Seats bolted to the floor panels with no substantial backing metal under the floors for strength (yeah, like four 1/4"-20 bolts are going to hold the seats in in an impact?)
Poor routing of the fuel line/hose, especially in the rear, which allows contact abrasion and/or too close to exhaust pipes (causing vapor lock and worse).
Lack of a positive anchor point for front and rear ends of the steel gas line, allowing it to flap around, fatigue and, eventually, break.
Lack of a front body suspension bracket. This sits on top of the front torsion bar mounts just ahead of the fuel tank and holds up the nose of the car. Without it you get both fiberglass fracturing around/near the headlights and at the front bottom corner of the door frame.

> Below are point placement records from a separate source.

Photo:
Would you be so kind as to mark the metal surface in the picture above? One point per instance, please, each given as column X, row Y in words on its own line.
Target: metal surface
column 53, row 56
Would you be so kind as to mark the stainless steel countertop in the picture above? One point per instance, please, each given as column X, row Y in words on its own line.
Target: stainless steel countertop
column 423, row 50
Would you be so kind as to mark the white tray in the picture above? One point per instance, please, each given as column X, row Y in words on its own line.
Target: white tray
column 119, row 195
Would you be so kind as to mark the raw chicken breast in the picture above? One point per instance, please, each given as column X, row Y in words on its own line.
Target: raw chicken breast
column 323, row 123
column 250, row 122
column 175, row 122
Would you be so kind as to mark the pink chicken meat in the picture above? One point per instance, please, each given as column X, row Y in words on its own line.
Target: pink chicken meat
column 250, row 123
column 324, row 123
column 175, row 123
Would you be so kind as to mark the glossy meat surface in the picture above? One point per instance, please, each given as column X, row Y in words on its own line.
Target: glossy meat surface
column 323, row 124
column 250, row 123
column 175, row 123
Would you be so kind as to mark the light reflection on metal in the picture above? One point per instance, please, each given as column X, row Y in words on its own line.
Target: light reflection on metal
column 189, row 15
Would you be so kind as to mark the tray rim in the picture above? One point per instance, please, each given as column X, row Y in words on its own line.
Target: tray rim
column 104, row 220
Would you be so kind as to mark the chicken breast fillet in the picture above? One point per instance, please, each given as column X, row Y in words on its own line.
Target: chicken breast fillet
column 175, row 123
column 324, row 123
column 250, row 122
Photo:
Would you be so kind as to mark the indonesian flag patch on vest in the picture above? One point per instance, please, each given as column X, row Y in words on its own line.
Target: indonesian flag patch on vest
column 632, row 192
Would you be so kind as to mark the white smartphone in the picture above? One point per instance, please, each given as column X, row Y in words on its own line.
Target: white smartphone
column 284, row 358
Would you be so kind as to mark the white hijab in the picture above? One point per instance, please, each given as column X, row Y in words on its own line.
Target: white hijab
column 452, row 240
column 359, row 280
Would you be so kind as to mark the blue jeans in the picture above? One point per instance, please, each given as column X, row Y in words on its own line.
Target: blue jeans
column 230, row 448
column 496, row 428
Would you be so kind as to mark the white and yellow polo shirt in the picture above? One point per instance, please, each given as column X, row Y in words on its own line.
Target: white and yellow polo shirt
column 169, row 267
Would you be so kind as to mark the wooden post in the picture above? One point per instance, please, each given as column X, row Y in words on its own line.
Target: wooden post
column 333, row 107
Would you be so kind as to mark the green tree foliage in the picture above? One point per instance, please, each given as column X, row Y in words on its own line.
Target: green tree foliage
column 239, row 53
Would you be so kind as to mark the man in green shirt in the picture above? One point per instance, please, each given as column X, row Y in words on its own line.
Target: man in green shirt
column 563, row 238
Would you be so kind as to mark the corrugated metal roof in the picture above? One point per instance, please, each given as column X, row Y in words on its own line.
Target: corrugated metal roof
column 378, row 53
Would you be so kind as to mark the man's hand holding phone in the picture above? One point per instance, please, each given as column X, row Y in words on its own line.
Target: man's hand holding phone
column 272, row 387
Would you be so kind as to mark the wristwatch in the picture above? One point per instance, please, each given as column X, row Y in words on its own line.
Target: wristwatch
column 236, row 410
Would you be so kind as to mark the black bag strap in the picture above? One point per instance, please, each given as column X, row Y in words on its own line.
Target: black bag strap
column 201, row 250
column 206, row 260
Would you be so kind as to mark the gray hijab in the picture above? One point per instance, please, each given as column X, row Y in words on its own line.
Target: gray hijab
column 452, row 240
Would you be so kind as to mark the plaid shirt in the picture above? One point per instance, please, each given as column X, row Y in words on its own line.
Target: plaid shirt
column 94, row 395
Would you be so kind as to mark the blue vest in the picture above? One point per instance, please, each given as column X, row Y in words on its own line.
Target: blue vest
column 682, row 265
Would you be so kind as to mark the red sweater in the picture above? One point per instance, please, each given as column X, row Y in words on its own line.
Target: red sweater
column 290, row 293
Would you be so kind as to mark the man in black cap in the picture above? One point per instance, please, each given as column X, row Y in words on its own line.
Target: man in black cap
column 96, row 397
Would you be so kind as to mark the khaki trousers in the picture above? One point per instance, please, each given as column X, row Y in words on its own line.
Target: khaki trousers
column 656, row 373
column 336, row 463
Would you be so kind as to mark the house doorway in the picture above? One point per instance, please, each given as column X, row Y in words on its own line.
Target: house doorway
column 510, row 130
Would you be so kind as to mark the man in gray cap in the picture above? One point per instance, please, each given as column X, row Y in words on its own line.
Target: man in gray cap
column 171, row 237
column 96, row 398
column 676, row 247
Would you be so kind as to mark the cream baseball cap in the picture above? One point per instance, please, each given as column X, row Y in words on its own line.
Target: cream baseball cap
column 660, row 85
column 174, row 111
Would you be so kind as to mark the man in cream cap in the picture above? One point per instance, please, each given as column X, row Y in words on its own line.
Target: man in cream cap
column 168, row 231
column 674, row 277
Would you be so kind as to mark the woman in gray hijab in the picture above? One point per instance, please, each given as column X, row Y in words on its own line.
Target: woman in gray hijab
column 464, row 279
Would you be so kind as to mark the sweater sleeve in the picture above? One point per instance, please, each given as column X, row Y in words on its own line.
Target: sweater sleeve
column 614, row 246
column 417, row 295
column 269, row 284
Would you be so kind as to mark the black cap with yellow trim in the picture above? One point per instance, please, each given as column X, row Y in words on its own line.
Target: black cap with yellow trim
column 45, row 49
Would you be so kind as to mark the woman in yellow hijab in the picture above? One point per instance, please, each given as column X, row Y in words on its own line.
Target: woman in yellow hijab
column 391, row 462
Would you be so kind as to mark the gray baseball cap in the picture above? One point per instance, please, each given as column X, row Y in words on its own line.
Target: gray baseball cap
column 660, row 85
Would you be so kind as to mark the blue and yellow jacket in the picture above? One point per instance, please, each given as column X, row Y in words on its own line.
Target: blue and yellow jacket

The "Infamous CMC Butt Sag" caused, not so much by fatigue of the frame over time (which probably adds slightly to it) but more so by really poor assembly by the "factory" such that the body was just slapped onto the frame and the rear clip riveted to the rear portion of the frame without ever making the door gaps correct in the first place. Fix is to drill out 6-8 rivets holding the body to the rear frame, jack up the body til the door gaps are straight and even and rivet or bolt it back together.
Check for a wide-area bubble in the fiberglass between the engine cover and the top of the rear cowl - right where one might put a third brake light above the engine cover. At this age, it will never get any bigger but it sometimes looks a bit odd if you notice it. They're sometimes 16" across and 8" front to back. If the top cowl looks as if the line doesn't match the line across the engine cover (like it bulges slightly) then you can live with it or have it taken out and filled.
On the plus side......a lot of CMC's had the thickest fiberglass in the industry and, as a whole, are usually pretty good bodies. What detracts from a CMC is usually the build quality Which varied widely between (amateur) builders.